PREMIER APPRENTI.--Allons, Pierre, je bois à toi; n'aie pas peur.

SECOND APPRENTI.--Allons, ami Pierre, ne crains pas ton maître; combats pour l'honneur des apprentis.

PIERRE.--Je vous remercie tous: buvez, et priez pour moi, je vous en prie; car je crois bien que j'ai bu mon dernier coup en ce monde.--Tiens, Robin, si je meurs, je te donne mon tablier.--Et toi, William, tu auras mon marteau.--Et toi, Tom, tiens, prends tout l'argent que j'ai. O Seigneur! assistez-moi, mon Dieu, je vous en prie, car je ne serai jamais en état de tenir tête à mon maître, lui qui apprend l'escrime depuis si longtemps.

SALISBURY.--Allons, cessez de boire et venez aux coups. Toi, quel est ton nom?

PIERRE.--Pierre, vraiment.

SALISBURY.--Pierre! Et encore?

PIERRE.--Tap [13].

SALISBURY.--Tap! Songe donc à bien taper ton maître.

HORNER.--Messieurs, je suis venu ici comme qui dirait à l'instigation de mon apprenti, pour prouver qu'il est un coquin et moi un honnête homme.--Et quant au duc d'York, je jurerai sur ma mort que jamais je ne lui ai voulu aucun mal, ni au roi, ni à la reine. En conséquence, Pierre, prends garde à ce coup que je t'assène avec la fureur dont Bevis de Southampton tomba sur Ascapart [14].

Note 13:[ (retour) ] Dans l'original, Thump, qui signifie coup pesant.
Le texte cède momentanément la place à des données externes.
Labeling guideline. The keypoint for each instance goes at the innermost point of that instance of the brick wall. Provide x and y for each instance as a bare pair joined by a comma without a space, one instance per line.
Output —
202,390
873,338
Il a fallu y substituer un nom qui permît de conserver dans la traduction la plaisanterie de Salisbury.--Cet homme se nommait en réalité John Davy, et son maître William Calour. La chose se passa comme elle est représentée ici, à cela près que l'armurier ne fut pas tué dans le combat, mais seulement vaincu, et pendu ensuite; il ne s'était cependant pas déclaré coupable, et, selon Hollinshed, l'accusation était fausse.